They are frustrated.

‘Hey spectrum I just got dank Chinese food delivered with the orange chicken obvi can we get the internet poppinback up in weho? Need that asap rocky thx.’

And they are suffering.

‘Just paid a cam model in Bulgaria for one whole hour and now this. Thanks sucktrem.’

Their wisdom and vulnerability comfort me in the darkness. We’re all in this together. How many online soldiers lives were ended prematurely? So much loss. ‘I was in the middle of an intense firefight on BF5. I abandoned my squad thanks to this crappy internet.’ Thank you for your service, Han Cholo. RIP your squad. I hope it wasn’t a ranked match.

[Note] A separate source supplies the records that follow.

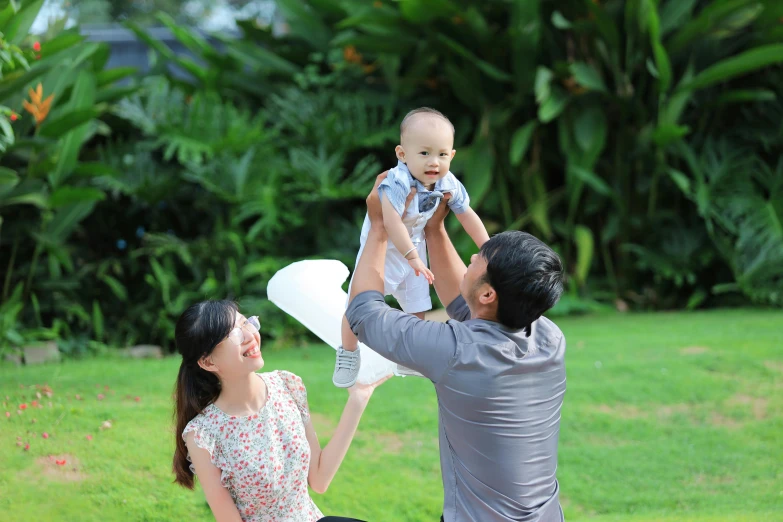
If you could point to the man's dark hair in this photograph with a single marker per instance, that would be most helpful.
(526, 274)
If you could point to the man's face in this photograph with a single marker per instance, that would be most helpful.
(473, 282)
(427, 148)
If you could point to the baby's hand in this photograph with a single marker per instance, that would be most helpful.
(420, 268)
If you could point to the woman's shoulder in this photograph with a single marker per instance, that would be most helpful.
(203, 422)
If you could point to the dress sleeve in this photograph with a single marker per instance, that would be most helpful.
(295, 387)
(396, 188)
(205, 439)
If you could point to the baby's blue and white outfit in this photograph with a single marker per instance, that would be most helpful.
(411, 291)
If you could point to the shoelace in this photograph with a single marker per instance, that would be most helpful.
(345, 361)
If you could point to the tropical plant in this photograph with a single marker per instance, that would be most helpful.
(53, 93)
(569, 115)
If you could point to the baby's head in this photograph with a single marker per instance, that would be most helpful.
(426, 144)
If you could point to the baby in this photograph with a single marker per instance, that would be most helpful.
(425, 153)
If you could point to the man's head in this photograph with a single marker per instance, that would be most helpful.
(513, 280)
(426, 144)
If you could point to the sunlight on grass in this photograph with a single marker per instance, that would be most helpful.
(673, 417)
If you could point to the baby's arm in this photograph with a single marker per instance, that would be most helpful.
(472, 225)
(399, 237)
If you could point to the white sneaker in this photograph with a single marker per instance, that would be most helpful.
(346, 368)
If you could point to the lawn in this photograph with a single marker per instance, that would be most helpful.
(667, 417)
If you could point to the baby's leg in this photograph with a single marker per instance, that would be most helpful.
(350, 342)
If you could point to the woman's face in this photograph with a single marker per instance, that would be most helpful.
(240, 352)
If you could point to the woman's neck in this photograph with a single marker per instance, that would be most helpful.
(242, 397)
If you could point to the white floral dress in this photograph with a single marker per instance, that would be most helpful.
(264, 458)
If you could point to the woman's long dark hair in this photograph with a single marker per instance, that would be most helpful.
(199, 329)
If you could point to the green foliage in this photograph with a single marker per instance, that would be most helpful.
(568, 120)
(46, 191)
(608, 129)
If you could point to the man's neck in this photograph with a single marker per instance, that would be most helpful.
(484, 313)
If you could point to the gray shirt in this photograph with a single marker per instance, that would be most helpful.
(499, 399)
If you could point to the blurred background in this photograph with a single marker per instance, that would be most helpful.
(154, 153)
(191, 149)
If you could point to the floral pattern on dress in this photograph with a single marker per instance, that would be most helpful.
(264, 458)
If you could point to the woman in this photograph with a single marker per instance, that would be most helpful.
(248, 435)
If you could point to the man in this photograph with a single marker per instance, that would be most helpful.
(497, 366)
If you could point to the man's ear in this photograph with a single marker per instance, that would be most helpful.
(487, 294)
(206, 363)
(400, 152)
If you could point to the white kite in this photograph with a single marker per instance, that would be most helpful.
(311, 292)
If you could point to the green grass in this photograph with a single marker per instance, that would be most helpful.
(668, 417)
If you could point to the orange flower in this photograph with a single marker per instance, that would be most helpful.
(38, 107)
(352, 55)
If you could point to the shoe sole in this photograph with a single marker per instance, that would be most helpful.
(344, 385)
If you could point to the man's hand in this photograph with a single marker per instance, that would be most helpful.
(374, 209)
(436, 221)
(420, 268)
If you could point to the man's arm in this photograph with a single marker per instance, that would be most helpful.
(425, 346)
(474, 226)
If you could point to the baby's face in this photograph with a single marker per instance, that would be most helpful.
(427, 148)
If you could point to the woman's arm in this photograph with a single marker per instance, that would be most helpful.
(218, 497)
(474, 226)
(325, 463)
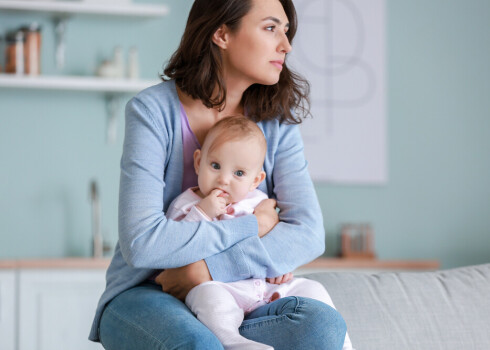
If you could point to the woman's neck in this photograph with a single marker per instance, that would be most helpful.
(202, 118)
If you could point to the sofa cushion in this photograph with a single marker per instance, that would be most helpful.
(448, 309)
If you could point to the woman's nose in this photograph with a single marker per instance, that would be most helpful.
(285, 46)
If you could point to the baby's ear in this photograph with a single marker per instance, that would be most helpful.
(197, 160)
(258, 179)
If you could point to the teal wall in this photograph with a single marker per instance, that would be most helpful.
(436, 203)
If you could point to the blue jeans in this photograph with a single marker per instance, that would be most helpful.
(146, 318)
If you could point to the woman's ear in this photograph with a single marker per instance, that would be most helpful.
(258, 179)
(220, 37)
(197, 160)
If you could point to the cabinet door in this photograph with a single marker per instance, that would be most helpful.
(57, 307)
(7, 310)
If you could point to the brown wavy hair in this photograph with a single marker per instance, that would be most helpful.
(197, 65)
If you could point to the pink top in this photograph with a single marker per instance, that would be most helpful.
(190, 143)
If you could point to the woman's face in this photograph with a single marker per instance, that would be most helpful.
(255, 53)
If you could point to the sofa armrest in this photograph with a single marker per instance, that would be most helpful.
(448, 309)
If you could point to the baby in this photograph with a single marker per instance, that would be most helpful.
(229, 170)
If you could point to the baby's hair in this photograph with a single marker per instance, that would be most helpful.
(235, 128)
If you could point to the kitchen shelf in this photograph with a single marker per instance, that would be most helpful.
(84, 8)
(74, 83)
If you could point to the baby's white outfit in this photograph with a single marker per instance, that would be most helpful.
(222, 306)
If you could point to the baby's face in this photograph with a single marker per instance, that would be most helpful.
(234, 167)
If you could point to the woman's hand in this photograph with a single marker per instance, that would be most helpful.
(267, 216)
(179, 281)
(281, 279)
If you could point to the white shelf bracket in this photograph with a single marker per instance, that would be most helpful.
(113, 102)
(60, 23)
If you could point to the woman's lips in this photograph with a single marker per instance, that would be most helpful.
(278, 64)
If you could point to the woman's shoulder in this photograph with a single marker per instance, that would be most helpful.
(160, 102)
(161, 93)
(275, 129)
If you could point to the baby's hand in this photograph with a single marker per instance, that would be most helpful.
(214, 204)
(281, 279)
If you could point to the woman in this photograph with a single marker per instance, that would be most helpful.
(231, 60)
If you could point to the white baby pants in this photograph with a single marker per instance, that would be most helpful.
(222, 306)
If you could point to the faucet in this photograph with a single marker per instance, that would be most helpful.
(98, 249)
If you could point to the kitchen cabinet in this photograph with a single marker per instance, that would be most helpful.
(56, 308)
(49, 304)
(7, 309)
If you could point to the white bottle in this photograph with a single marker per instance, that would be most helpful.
(133, 64)
(118, 62)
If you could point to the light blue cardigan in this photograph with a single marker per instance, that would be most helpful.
(151, 177)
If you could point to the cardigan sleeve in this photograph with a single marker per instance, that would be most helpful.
(147, 238)
(299, 236)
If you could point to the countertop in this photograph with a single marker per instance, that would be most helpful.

‘At least no more zoom meeting,’ one user says. Little consolation in the face of losing everything I love — how will I bingewatch Season 3 of Ozark? Or catch up on my tactical room clearing videos? Or rewatch Tiger Woods win the 1997 Masters? Sure I could watch on one of my handheld devices, but I’m not a millennial. Now I know how Laura Ingalls Wilder must have felt on Little House on the Prairie. Cold and forced to read by candlelight.

Suddenly I panic. What if it never works again? What if our infrastructure is finally collapsing? What if this is it?

A nation that’s been on lockdown for going on eight weeks is ready to riot after 20 minutes of no internet. This is what happens when the free markets fail us and we allow monopolies. I check the gun next my bed. Slow down, Bridget.

I return to my support group for some glimmer of hope. ‘Okay internet’s not back up yet but look’s like I’m getting hard again.’

Nature is healing. We’re gonna be OK.